Abusing Forced Inline in C

Table of Contents:

Abstract

This post presents the reader ways to abuse forced inlining, which is
supported by both GCC and Microsoft Visual C/C++ compiler.

Throughout the next paragraphs we will introduce the reader to inlining,
its purpose, several ways to abuse forced inlining, and some additional
notes.

Finally, we present the reader source and binaries of the methods
described.

Introduction

Before we get any further, here is a quick introduction to inlining.
From Wikipedia[1]:


In various versions of the C and C++ programming languages, an
inline function is a function upon which the compiler has been
requested to perform inline expansion. In other words, the programmer
has requested that the compiler insert the complete body of the
function in every place that the function is called, rather than
generating code to call the function in the one place it is defined.

For those of us, that are still unsure about inlining, here is a simple
example.

#include <stdio.h>
inline int MAX(int a, int b)
{
    return a < b ? b : a;
}
int main(void)
{
    printf("max(2, 3): %d\n", MAX(2, 3));
}

Although this might be a bad example, because the compiler might have
inlined it anyway (without specifying the inline attribute), it’s a very
easy one. So basically what happens, assuming the compiler inlines the
MAX function, is the following.

#include <stdio.h>
int main(void)
{
    printf("max(2, 3): %d\n", 2 < 3 ? 3 : 2);
}

As you can see, instead of calling the MAX function, the compiler
has rewritten the main function in such a way that it inlines the
MAX function. Nowadays compilers are smart enough to see that
the equation evaluates to three, so if you analyze the binary, it will
probably say three instead of an equation, but the point should be clear
by now.

So, now we know what inlining does, forced inlining is quite
self-explanatory. It enforces the compiler to inline a certain function.

Normally one uses inlining to gain increased performance, for example in
performance critical code sections, it’s useful to inline a function such
as max (returns the biggest of two given numbers)
because the cpu does not need perform all the work involved with
calling a function (storing/loading the return address and
possible basepointer), in addition to ensuring that the page
containing the called function is loaded into cache.
Besides optimalizations regarding caching, the compiler might also able to
optimize further when inlining, this happens for example when one (or
more) of the parameters to the function are known compile-time.

However, it should be noted that inlining relatively bigger functions
(those with more than a few lines of code) can be fairly expensive. This
is because the CPU can cache functions (or, actually, pages that the
functions are located on) that are commonly called. But if
such function is inlined multiple times, then the CPU will not be able to
recognize that, and it will not be able to cache the particular function
(e.g. if max is inlined several times, the CPU will not recognize
one from another.)
So, as usual, the techniques discussed here will drain some performance.
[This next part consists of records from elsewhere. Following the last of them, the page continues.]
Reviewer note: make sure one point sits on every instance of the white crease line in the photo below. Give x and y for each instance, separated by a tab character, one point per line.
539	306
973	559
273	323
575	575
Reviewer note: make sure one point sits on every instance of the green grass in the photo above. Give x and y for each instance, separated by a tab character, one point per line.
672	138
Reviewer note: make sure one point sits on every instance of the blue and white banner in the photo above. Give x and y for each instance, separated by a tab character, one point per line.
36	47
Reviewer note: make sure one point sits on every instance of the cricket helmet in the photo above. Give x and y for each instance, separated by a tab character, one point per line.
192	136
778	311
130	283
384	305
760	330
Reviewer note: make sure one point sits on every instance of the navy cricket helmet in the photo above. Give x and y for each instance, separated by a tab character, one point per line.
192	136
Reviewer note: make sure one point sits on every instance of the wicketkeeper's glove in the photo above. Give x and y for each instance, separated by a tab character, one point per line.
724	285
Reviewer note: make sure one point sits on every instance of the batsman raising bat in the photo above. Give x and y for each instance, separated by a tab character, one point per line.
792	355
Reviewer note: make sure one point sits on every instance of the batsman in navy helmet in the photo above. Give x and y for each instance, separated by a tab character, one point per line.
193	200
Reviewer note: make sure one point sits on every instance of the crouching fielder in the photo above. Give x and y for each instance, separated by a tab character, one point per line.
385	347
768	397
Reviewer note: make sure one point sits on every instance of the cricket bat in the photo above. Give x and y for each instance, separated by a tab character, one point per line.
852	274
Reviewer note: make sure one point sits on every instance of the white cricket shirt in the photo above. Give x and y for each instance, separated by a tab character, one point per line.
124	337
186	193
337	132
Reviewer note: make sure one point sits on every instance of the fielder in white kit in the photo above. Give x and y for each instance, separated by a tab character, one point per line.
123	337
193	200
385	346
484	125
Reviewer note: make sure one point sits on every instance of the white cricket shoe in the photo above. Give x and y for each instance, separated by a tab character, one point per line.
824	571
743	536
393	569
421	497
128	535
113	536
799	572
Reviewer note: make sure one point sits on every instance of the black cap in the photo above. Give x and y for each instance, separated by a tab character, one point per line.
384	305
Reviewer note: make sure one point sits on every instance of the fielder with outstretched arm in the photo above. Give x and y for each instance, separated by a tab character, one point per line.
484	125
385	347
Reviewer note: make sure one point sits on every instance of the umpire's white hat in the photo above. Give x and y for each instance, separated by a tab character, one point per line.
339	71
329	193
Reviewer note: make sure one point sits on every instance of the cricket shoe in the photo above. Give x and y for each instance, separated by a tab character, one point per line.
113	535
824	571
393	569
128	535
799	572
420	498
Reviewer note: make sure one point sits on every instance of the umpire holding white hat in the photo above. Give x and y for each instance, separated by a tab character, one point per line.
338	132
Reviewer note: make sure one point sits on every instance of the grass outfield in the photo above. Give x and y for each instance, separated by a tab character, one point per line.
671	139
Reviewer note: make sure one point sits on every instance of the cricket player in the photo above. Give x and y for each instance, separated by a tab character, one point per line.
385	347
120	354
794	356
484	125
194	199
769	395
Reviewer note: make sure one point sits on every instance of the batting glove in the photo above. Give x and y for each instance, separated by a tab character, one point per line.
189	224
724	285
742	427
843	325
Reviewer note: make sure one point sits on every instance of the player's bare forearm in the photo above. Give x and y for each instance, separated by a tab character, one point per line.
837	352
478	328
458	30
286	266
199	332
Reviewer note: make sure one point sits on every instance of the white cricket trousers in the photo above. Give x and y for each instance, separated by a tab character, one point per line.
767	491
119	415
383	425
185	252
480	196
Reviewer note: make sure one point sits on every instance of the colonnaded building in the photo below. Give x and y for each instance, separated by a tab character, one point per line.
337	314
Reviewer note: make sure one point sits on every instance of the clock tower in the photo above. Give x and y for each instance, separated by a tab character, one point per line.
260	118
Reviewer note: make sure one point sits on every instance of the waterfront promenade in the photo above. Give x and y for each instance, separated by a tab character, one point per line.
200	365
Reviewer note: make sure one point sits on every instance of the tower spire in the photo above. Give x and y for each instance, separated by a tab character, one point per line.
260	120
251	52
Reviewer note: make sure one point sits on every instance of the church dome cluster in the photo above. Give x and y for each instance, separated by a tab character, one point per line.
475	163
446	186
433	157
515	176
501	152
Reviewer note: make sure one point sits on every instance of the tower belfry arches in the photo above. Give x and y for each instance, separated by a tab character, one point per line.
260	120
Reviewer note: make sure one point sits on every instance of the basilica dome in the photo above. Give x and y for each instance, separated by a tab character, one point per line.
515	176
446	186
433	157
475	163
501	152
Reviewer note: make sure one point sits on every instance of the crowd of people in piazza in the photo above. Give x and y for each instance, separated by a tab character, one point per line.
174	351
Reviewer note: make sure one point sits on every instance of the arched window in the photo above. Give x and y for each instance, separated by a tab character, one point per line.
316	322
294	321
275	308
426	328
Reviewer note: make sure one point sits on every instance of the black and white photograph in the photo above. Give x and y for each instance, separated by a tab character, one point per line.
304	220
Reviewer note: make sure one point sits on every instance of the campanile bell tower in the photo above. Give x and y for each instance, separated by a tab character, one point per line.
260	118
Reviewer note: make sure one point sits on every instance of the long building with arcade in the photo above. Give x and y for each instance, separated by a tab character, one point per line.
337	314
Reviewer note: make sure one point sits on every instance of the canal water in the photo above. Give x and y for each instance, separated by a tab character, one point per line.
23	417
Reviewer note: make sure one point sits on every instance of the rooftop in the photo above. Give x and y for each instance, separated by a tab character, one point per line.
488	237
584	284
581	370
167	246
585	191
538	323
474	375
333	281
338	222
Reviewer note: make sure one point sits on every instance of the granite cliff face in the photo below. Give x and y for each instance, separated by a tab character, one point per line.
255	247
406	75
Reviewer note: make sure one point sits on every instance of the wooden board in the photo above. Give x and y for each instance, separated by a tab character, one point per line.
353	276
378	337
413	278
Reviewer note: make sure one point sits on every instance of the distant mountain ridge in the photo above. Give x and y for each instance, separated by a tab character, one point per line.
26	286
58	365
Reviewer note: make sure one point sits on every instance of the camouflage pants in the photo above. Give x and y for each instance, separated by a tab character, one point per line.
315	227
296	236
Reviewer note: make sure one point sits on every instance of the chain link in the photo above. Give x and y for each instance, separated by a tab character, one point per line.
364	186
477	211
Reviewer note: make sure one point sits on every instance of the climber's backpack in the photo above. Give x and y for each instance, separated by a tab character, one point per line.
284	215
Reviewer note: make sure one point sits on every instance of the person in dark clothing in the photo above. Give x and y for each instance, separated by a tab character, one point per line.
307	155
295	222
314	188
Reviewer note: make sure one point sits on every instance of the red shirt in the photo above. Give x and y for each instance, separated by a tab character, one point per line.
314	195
As mentioned earlier, both GCC and MSVC support forced inlining. In GCC
we give a function the __attribute__((always_inline)) attribute,
whereas MSVC requires us to specify __forceinline. In order to
solve this without worrying too much about the compiler, we create a
simple macro which expands to the correct attribute depending on the
compiler. This macro looks like the following.

#ifdef __MSVC__
#define FORCEDINLINE __forceinline
#else
#define FORCEDINLINE __attribute__((always_inline))
#endif

Now we’ve seen what inlining does, and how we enforce the compiler to
inline a function, we’re up for some more tricks which we use in order to
apply our obfuscations.

Function Overloading through Macros

Although we will discuss methods to obfuscate binaries, we do not want to
obfuscate the source, as obfuscating the source makes it unreadable etc.

So, what we do is, we overload functions. And we do this through macro’s.
By overloading functions we have the ability to create transparant
obfuscations, that is, obfuscations while barely adjusting the original
source.

So, instead of asking someone to rename all occurences of MessageBoxA() to
MessageBoxA_Obfuscated(), or similar, we do this transparantly. This also
means that the obfuscations can be disabled simply by not including a
header file (assuming the obfuscations are defined in a header file.)

Function overloading does however bring some small problems, but they are
quite easily overcome and, fortunately for us, when they do go wrong, it’s
easy to spot what’s going wrong (you’ll get errors compile-time.)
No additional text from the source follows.